It’s clear that patent litigation is a growth industry. And as this trolling has grown more profitable it’s expanded the reach of the market. A tactic that was once only reserved for the largest companies with large patent portfolios and numeous products who have the resources to defend against these attacks, it’s now being used to go after small business and individuals. And that’s what’s frighting. There’s no doubt that many of the highest growth potential technology start-ups are infringing on hundreds, if not thousands of already-issued, overly-broad patents. And as the second part of the “This American Life” story explains, it’s already discouraging innovation before it can happen. If the potential for patent infringement is already discouraging those in this state of rapid innovation, it will only get worse as the market for patent litigation increases. A 21st century overhaul of the US patent system is the only way we’ll reverse the growth and increasing profitability of patent trolling, enabling the pace of innovation to continue unhindered. Luckily, there is a bill that passed the US House in December that would stop the most egregious tactics currently used by these trolls.

2. The Erosion of Net Neutrality

This trend is as potentially harmful (if not more so) as the growth in patent legislation. After a Federal Appeals court ruled that Verizon could charge internet companies to deliver content at higher speeds under the current rules outlined by the FCC, the internet was ablaze.

It’s clear that both the growth in patent litigation and the erosion of Net Neutrality are already having a serious impact on the environment of rapid innovation.

Comcast didn’t wait long to start taking advantage of the ruling, striking a deal with Netflix for “faster and more reliable access to Comcast’s subscribers”. Netflix has not yet passed these higher costs on to its customers, but higher costs for existing services is not the biggest threat of the erosion of Net Neutrality. Guan, in a post right after the decision, said it best when explaining that it’s going to cause the most harm to what he calls the environment of “permissionless innovation”. In other words, if it becomes standard operating procedure for ISPs to charge companies (both small and large) for access to deliver content to consumers it will effectively be a tax on innovation. Taxes tend to dissuade growth, and this “tax” will dissuade potential internet entrepreneurs from going to market.

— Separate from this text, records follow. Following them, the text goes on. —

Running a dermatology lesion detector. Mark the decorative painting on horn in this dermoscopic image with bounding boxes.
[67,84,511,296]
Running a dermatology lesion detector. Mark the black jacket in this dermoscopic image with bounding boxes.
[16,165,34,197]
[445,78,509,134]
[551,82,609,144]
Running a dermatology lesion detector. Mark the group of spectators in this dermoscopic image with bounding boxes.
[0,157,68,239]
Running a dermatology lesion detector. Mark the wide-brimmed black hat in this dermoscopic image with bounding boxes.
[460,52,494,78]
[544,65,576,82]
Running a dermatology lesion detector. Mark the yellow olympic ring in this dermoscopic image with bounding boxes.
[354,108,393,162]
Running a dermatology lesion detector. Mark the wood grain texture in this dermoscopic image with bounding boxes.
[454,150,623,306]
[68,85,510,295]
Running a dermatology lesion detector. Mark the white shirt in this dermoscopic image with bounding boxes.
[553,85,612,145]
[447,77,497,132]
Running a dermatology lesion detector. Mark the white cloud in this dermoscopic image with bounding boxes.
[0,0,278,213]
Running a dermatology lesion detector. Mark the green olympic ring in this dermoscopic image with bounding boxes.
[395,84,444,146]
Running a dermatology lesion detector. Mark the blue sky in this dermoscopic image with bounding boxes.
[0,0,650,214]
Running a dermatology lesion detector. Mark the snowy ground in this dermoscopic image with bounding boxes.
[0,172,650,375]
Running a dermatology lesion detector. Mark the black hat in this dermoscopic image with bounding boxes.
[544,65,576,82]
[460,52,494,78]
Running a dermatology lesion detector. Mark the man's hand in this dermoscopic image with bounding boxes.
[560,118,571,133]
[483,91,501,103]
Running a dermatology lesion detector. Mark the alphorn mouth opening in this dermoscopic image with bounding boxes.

Luckily again, we may actually get a response from the Federal government. The most important aspect of the decision was that it still granted the FCC the jurisdiction over Net Neutrality. The FCC has said that, while it won’t appeal the decision, it is working on drafting new rules that will (hopefully) rebuild the idea of a free and open internet. An internet that will continue to enable “permissionless innovation”.

I also thought about including the currently frothy market valuations as one of the trends, but it’s unclear whether this is currently a threat or a catalyst for innovation. To a certain point, higher valuations act as an added incentive to innovate (capital is easier to raise, and the payouts are bigger). But if these higher valuations lead to a bubble, a burst could have the opposite effect on innovation.

In the age of Washington gridlock it’s a relief to see some bi-partisan support for patent legislation, as well as a Federal agency actually taking some action. It would really be a shame if either of these trends continue and start have a real, measured effect on the current pace of innovation that’s creating jobs and adding value to the economy.